Primarily, that means making sure your credit score is as strong as possible. When making a deal to finance an automobile, your credit score will come under scrutiny. If it is less than stellar or downright poor, you’re likely to get a much harsher deal than you would otherwise. You could also be downright rejected altogether.
If your credit score is bad, it’s well worth taking the time and effort to get it up before you go out and try to purchase an automobile. Yes, it can be frustrating and even time-consuming to get that score up, and you’ll need to lean on a lot of positive spending habits.
But if you don’t need your new automobile right-this-second, you can save yourself a lot of money by waiting until your score is up to pursue financing options.
It’s easy to get lost in the flashy process of buying a new car for yourself. Something might catch your eye, numbers get thrown around that seem like one thing but mean another, and so forth.
You need to have a very strong hold on what you feel like you can and can’t afford or you can end up in a bad situation. Take an honest look at your personal finances. How much can you personally afford in terms of a down payment?
The more money you can put down upfront the better terms you’ll probably receive for the rest of your deal. Putting a very small or no down payment will probably saddle you with interest rates through the roof.
The best practice is to put something close to 20% of the car down as a down payment. No lower. You can use this percentage plus what you think you can currently afford to spend to help give you a broader sense of your true car budget.
If you’re short on the funds you need, you can always turn to somewhere like the Murdoch Finance Company to help get the money you need.
With a budget in hand, you’re much more prepared to go out and find the car of your dreams. The easiest thing to do is likely to head straight to the car lot and ask about their financing plans.
But if you really want the opportunity to save money, you might want to hold off on that line of action. Because of the convenience, most car dealerships don’t offer terms that are as advantageous as other financial institutions might.
Because of this, it can be well worth your time to look around and see if there are any other options that can help to finance your car. There are a lot of other places, online and in-person, where you can shop around for auto loans. Your local bank, a credit union, or even your credit card company may offer lower rates for a car loan.
Finding somewhere with a killer rate might be just a few clicks away. Rate shopping won’t hurt your credit score either, so there’s no harm in looking around and trying to find something good as long as you have the time. You’ll get approved and get cash in hand to walk up to the dealer – making it fast and easy!
No matter what lender you go with, they will likely give you a number of options when it comes to your financing plans. Lower terms often get you a better interest rate, and you’ll likely notice this trend as you look through the plans presented to you.

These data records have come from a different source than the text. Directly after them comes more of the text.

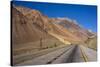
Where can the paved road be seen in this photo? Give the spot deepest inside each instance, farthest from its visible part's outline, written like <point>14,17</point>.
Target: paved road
<point>72,53</point>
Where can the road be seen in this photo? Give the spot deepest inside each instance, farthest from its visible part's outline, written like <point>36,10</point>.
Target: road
<point>68,54</point>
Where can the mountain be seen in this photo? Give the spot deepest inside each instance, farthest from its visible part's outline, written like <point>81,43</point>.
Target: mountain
<point>30,25</point>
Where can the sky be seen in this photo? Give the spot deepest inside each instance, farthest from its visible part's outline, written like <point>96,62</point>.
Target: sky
<point>85,15</point>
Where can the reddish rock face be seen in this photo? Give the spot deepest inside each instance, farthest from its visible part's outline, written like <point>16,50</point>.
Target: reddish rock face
<point>29,25</point>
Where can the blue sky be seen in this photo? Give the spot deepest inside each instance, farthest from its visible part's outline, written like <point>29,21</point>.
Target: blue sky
<point>85,15</point>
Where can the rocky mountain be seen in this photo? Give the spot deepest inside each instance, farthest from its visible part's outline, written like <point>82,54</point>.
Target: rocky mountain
<point>31,25</point>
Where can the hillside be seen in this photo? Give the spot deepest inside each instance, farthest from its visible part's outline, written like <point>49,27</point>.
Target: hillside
<point>31,29</point>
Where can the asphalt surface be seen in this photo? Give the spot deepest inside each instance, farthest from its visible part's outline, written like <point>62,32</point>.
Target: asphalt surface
<point>68,54</point>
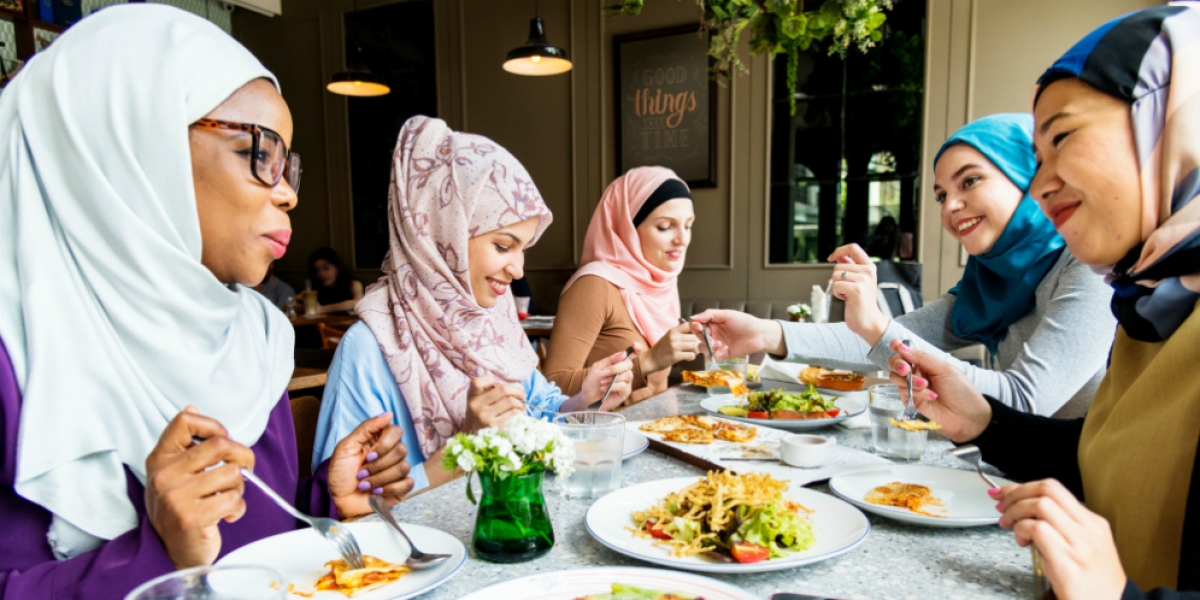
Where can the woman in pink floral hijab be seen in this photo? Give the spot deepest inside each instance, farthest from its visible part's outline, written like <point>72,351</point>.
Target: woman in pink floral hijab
<point>441,346</point>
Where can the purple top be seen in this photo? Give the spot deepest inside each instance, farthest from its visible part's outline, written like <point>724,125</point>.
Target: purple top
<point>29,570</point>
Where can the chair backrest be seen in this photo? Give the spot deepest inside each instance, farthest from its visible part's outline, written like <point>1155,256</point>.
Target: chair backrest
<point>899,287</point>
<point>305,412</point>
<point>330,335</point>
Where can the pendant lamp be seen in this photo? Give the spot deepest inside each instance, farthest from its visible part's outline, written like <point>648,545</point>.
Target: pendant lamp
<point>358,79</point>
<point>537,57</point>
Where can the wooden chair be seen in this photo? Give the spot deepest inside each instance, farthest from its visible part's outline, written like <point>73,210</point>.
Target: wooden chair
<point>330,335</point>
<point>305,412</point>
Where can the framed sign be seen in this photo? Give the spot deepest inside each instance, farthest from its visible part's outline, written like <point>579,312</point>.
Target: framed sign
<point>666,103</point>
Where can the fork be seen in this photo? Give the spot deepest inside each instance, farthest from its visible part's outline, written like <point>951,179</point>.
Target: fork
<point>333,531</point>
<point>971,455</point>
<point>328,528</point>
<point>703,329</point>
<point>910,409</point>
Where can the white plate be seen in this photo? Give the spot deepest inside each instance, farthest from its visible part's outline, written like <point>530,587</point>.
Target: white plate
<point>300,556</point>
<point>635,444</point>
<point>964,495</point>
<point>850,408</point>
<point>837,526</point>
<point>575,583</point>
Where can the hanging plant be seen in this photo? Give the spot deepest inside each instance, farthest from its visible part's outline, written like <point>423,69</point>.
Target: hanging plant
<point>780,27</point>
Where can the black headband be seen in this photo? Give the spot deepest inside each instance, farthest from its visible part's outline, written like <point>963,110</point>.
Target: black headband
<point>667,191</point>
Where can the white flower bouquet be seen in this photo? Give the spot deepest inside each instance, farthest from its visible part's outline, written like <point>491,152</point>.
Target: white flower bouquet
<point>521,447</point>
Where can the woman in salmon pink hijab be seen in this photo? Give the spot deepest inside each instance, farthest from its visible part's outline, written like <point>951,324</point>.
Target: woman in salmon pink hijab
<point>627,294</point>
<point>439,346</point>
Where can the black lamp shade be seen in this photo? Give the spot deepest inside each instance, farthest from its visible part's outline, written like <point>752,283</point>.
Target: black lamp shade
<point>537,57</point>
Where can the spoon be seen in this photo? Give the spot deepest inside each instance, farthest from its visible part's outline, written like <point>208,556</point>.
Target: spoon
<point>628,352</point>
<point>417,559</point>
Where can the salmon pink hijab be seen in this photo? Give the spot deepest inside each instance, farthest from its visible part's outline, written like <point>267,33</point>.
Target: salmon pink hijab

Shorter-term loans also mean higher payments per month, of course. Still, if you have the funds to be able to manage these payments, going with a shorter-term loan can certainly save you money in the long run. Interest rates can add up to large totals over longer periods of time. Unless you have to go this route, it isn’t recommended.
Shorter-term finance plans also mean less time until the car you’re driving is officially yours to keep! That’s a goal with working towards fast as long as you have the means available to you.
When it comes to learning how to pay for a car, there’s a lot of different routes you can take. The above information should help you determine how to finance your next car purchase in the smartest way possible.